Incomodados com a pressão do Planalto para que apoiem José Sarney (PMDB-AP), com o arrocho dos eleitores para que não apoiem e com os dogmas...

Incomodados com a pressão do Planalto para que apoiem José Sarney (PMDB-AP), com o arrocho dos eleitores para que não apoiem e com os dogmas morais que alguns ainda trazem do tempo da militância, os doze senadores do PT podem decidir hoje se permanecem em cima do muro e para que lado devem descer.

Aliados do senador José Sarney contam certo com a obediência dos petistas às ordens de Lula, que já prometeu ao atual presidente do Senado o apoio da bancada.

Numa tarde de muita especulação e pouca presença em plenário, assessores de Renan Calheiros (PMBF-AL) davam como certa a adesão do partido de Lula ao bloco do #ficasarney, o que parece, até o momento, improvável. Além de uma contundente entrevista de Tião Viana (PT-AC) atribuindo ao próprio Lula responsabilidade pela crise moral que assola o Senado no fim-de-semana, nesta segunda Eduardo Suplicy subiu à tribuna para reiterar seu apoio ao #xosarney.
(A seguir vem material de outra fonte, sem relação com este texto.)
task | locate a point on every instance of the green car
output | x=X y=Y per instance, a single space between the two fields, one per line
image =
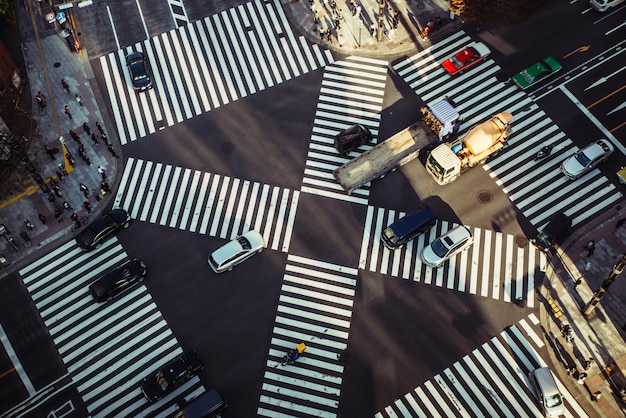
x=536 y=72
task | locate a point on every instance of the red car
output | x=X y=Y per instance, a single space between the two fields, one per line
x=472 y=55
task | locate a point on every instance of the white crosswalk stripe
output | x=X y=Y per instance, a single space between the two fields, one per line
x=352 y=92
x=492 y=381
x=494 y=266
x=315 y=307
x=108 y=348
x=538 y=189
x=207 y=203
x=217 y=60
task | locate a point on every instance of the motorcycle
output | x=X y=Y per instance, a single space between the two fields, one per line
x=544 y=152
x=293 y=354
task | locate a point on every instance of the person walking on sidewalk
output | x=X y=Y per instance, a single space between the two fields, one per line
x=84 y=189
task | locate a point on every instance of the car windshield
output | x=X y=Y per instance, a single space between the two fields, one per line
x=439 y=249
x=552 y=401
x=583 y=159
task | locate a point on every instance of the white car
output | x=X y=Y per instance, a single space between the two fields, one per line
x=587 y=158
x=236 y=251
x=452 y=242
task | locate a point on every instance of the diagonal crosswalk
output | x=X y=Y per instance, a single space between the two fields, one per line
x=315 y=307
x=538 y=189
x=108 y=348
x=492 y=381
x=494 y=266
x=206 y=64
x=352 y=92
x=207 y=203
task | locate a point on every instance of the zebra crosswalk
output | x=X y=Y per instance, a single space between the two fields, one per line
x=207 y=203
x=492 y=381
x=352 y=92
x=209 y=71
x=538 y=190
x=315 y=307
x=505 y=272
x=107 y=347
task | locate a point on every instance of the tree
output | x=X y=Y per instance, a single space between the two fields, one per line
x=496 y=12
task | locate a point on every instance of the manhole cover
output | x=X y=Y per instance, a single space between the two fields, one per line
x=521 y=240
x=484 y=196
x=226 y=147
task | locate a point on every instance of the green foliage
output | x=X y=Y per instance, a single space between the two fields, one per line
x=496 y=12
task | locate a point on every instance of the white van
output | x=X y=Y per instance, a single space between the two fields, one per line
x=604 y=5
x=547 y=392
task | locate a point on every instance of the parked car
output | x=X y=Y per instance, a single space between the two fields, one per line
x=118 y=280
x=236 y=251
x=171 y=376
x=468 y=57
x=136 y=63
x=587 y=159
x=537 y=72
x=452 y=242
x=102 y=228
x=352 y=138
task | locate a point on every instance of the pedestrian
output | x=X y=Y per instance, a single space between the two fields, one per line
x=84 y=189
x=341 y=40
x=112 y=151
x=62 y=168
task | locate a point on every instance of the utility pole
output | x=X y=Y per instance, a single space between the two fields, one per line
x=597 y=295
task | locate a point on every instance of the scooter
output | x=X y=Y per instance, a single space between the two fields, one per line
x=293 y=354
x=544 y=152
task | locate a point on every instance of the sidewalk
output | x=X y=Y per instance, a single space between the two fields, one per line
x=599 y=335
x=47 y=62
x=360 y=32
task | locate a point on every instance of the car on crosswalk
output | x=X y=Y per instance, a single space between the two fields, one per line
x=536 y=72
x=587 y=159
x=467 y=58
x=172 y=375
x=118 y=281
x=236 y=251
x=102 y=228
x=452 y=242
x=136 y=63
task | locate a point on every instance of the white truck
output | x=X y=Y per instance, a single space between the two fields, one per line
x=449 y=160
x=438 y=122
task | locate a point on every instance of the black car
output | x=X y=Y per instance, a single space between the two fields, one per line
x=118 y=281
x=171 y=376
x=352 y=138
x=136 y=63
x=102 y=228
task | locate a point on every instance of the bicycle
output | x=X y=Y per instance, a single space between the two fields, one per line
x=79 y=222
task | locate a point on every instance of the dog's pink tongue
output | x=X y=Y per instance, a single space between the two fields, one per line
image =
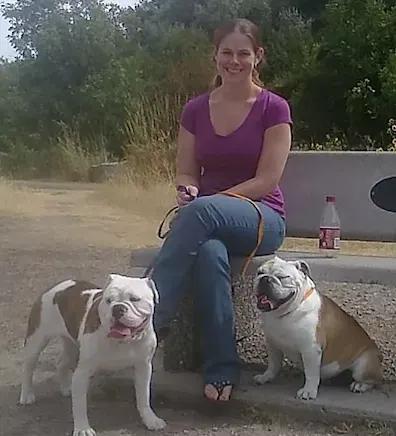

“O problema é de dois ou três ongueiros e do senador do telefone”, disse um influente amigo de Renan Calheiros ao Blog no começo da noite. “O que importa agora é a composição do Conselho de Ética”, assinalou. Era uma referência aos senadores Tião Viana e Marina Silva, que juntamente com Suplicy comporiam o “pequeno coro das carpideiras do PT”.

O “pequeno coro das carpiderias” também conta com as lágrimas de Aloizio Mercadante (PT-SP), talvez o mais aflito dos senadores petistas neste momento. Ele chegou a colocar a liderança à disposição caso o PT não conseguisse fazer prevalecer a opinião da maioria da bancada, majoritariamente favorável ao afastamento de Sarney. Neste fim-de-semana, Mercadante submergiu. Foi viajar com a família e permaneceu longe dos holofotes.

Suplicy ainda tentou dizer aos jornalistas que tinha entendido como positiva a posição assumida pelo presidente Lula na madrugada da última sexta-feira, que será objeto de avaliação da bancada nesta terça. Ou ele não entendeu ou foi Lula quem não o compreendeu. Horas depois da última reunião com os senadores do PT, o presidente afiançou o apoio do partido à permanência de Sarney.

Não se sabe se José Sarney vai se arriscar a presidir as sessões deliberativas. A oposição já prepara uma extensa fila de oradores para lhe causar o maior contragimento possível. Se comparecer ao plenário, Sarney terá que ouvir reiterados apelos da turma do #xosarney para que vá para casa e aguarde o fim das investigações.

Até a semana passada ele dizia ainda prezar sua biografia. Será a oportunidade de demonstrar se prefere vê-la rasgada página por página, ou se vai defender a dignidade recolhido à merecida condição de senador comum.